As I'm sure you heard, the big news in baseball this weekend was of the unsavory sort: Ryan Braun has apparently tested positive for a prohibited substance. That statement should come with a qualifier, though, because A) he tested positive for a "prohibited substance" and not a steroid per se, and B) it's possible that the test was a fake positive and that Braun actually wasn't taking a banned substance. His sample was collected in October, and the first results to come back had testosterone levels that were "...insanely high, the highest ever for anyone who has ever taken a test, twice the level of the highest test ever taken" (NY Daily News).
Everyone has been reiterating how foolproof the PED test is, and that may be the case, but every scientific test has the potential to return an extraneous result. There are too many variables that you can't control, and there could have been any number of reasons why Braun's results turned up funky: bad equipment, human error, damaged samples...who knows? But when you have a result that's such an obvious and extreme outlier, it's reasonable to withhold a sliver of doubt and demand a retest.
So I won't be judging Braun yet, not until we hear the finals results of the re-test (if we hear them at all). I'm sure many people will, though, and it makes me question the journalistic ethics of this news. If you heard from a reliable source that Braun had tested positive but he was appealing the test due to funky results, do you run with the story? Is it responsible to print the story, tarnishing someone's reputation before the conclusive proof is necessarily in? At what point do you feel comfortable enough with your source and the information before running with it?
I'm not saying any of this to judge the person that broke this story, as I don't know if there's a perfect answer here. I tend to take a very conservative view in publishing stories, and I know others are probably less exacting. And you could argue that this is big news even if it is a false positive, certainly. Personally, though, I think this is yet another example of why our modern news cycle does not deal with science well.
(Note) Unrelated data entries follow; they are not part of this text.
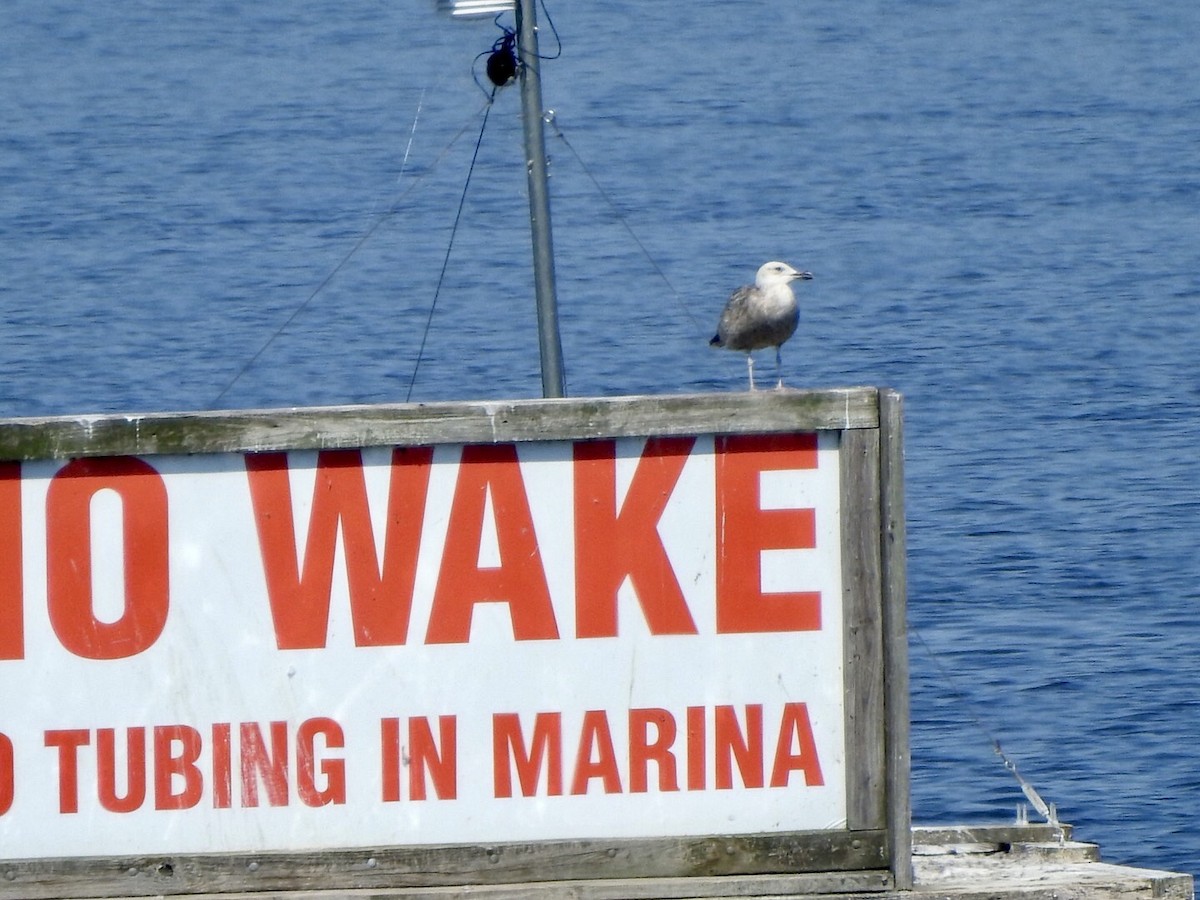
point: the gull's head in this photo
(772, 274)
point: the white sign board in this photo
(421, 646)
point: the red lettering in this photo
(796, 730)
(69, 742)
(7, 773)
(595, 738)
(423, 757)
(331, 771)
(135, 768)
(69, 557)
(744, 529)
(389, 759)
(730, 743)
(520, 580)
(168, 767)
(443, 768)
(12, 606)
(697, 759)
(381, 600)
(508, 744)
(222, 766)
(633, 546)
(642, 750)
(258, 763)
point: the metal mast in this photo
(549, 341)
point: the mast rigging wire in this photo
(358, 245)
(445, 262)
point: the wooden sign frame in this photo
(873, 852)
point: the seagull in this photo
(761, 315)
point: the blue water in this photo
(1000, 201)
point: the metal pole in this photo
(549, 341)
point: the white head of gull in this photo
(761, 315)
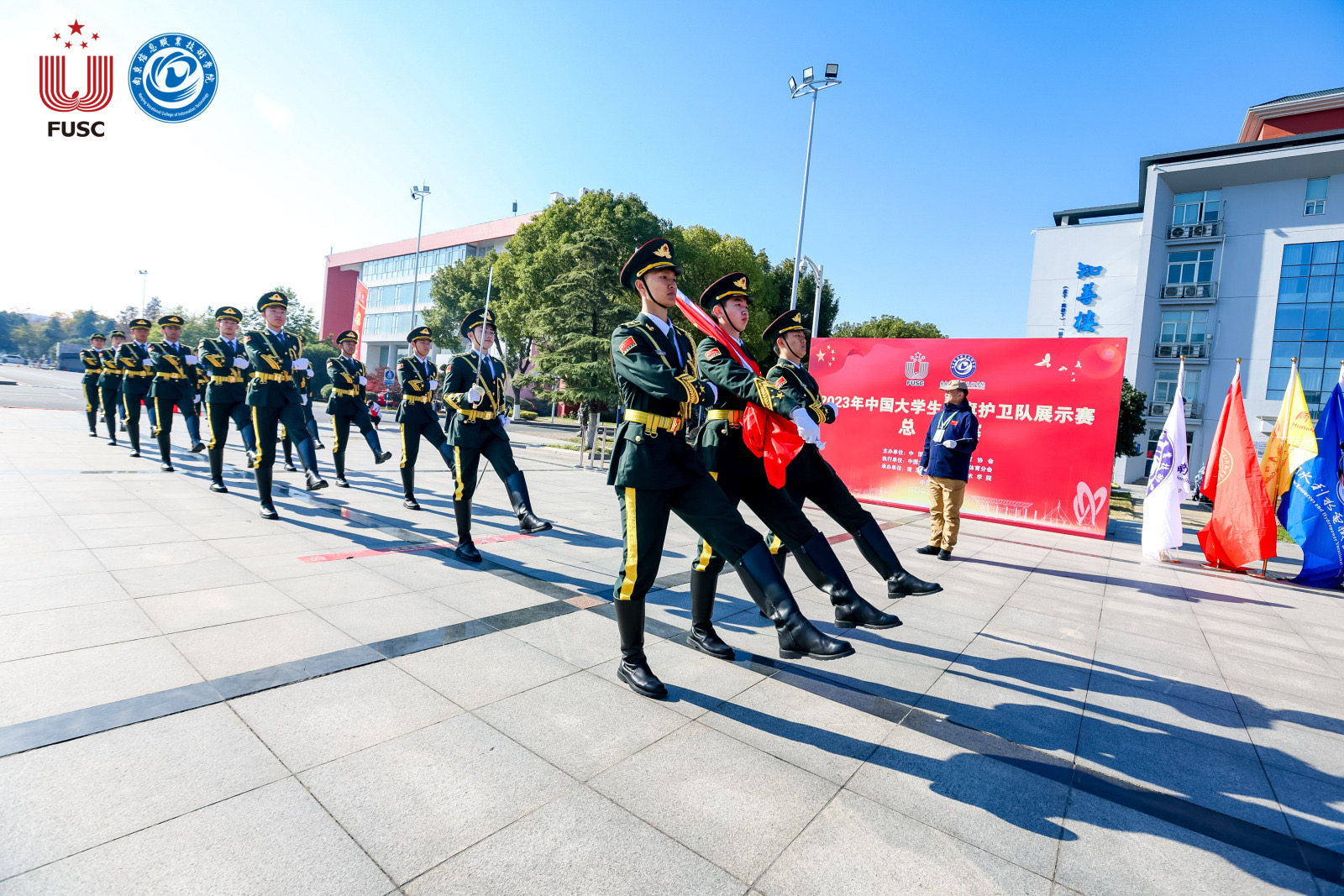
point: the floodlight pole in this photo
(806, 87)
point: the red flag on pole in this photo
(1242, 528)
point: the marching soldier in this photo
(225, 360)
(743, 476)
(275, 355)
(811, 477)
(134, 358)
(92, 360)
(109, 385)
(349, 382)
(418, 378)
(655, 472)
(475, 391)
(175, 383)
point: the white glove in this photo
(808, 427)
The news demands breaking, definitive news, while scientists put error bars around everything and couch their words carefully. It's a poor fit that leads to all sorts of misreported news.
EDIT: Here's a really good take on the testing process and result from Will Carrol at SI. I just learned a heck of a lot from it.
Anyway, rant over. This weekend, the A's traded Trevor Cahill to the Diamondbacks for three prospects: Jarrod Parker, Collin Cowgill, and Ryan Cook. This is noteworthy because some people (*ahem*Ken Rosenthal) are viewing it as a potential preview of what Wade Davis could net. Cahill is younger and better than Davis, but their peripherals are similar-ish and Davis is signed to a more team-friendly contract.
As much as I hate to admit it, Rosenthal has a point here; other teams are likely going to look at the Cahill deal as a potential comparison for Davis. In a fair and perfect world, there's no way that Davis should return more in a trade than Cahill. I know Friedman will milk his value as much as he possibly can by waiting on the market and trusting on other teams getting desperate, but this seems like yet another sign that we should keep our expectations modest.
While Jarrod Parker is a legit prospect and has good upside, it seem that most analysts aren't too enthused with Oakland's return in this deal. If Oakland could only bring back one top pitching prospect and two spare (but useful) parts, what hope do the Rays have of bringing in a young impact bat like Yonder Alonso or Logan Morrison?
One rumor from this weekend suggested the Rangers want to send Mitch Moreland to the Rays for Wade Davis, and while I'm not a fan of Moreland (he has upside, but he's still kinda meh), he may be more along the lines of what we should expect for Davis. I'm keeping my fingers crossed for more, but we're probably better off keeping our expectations modest.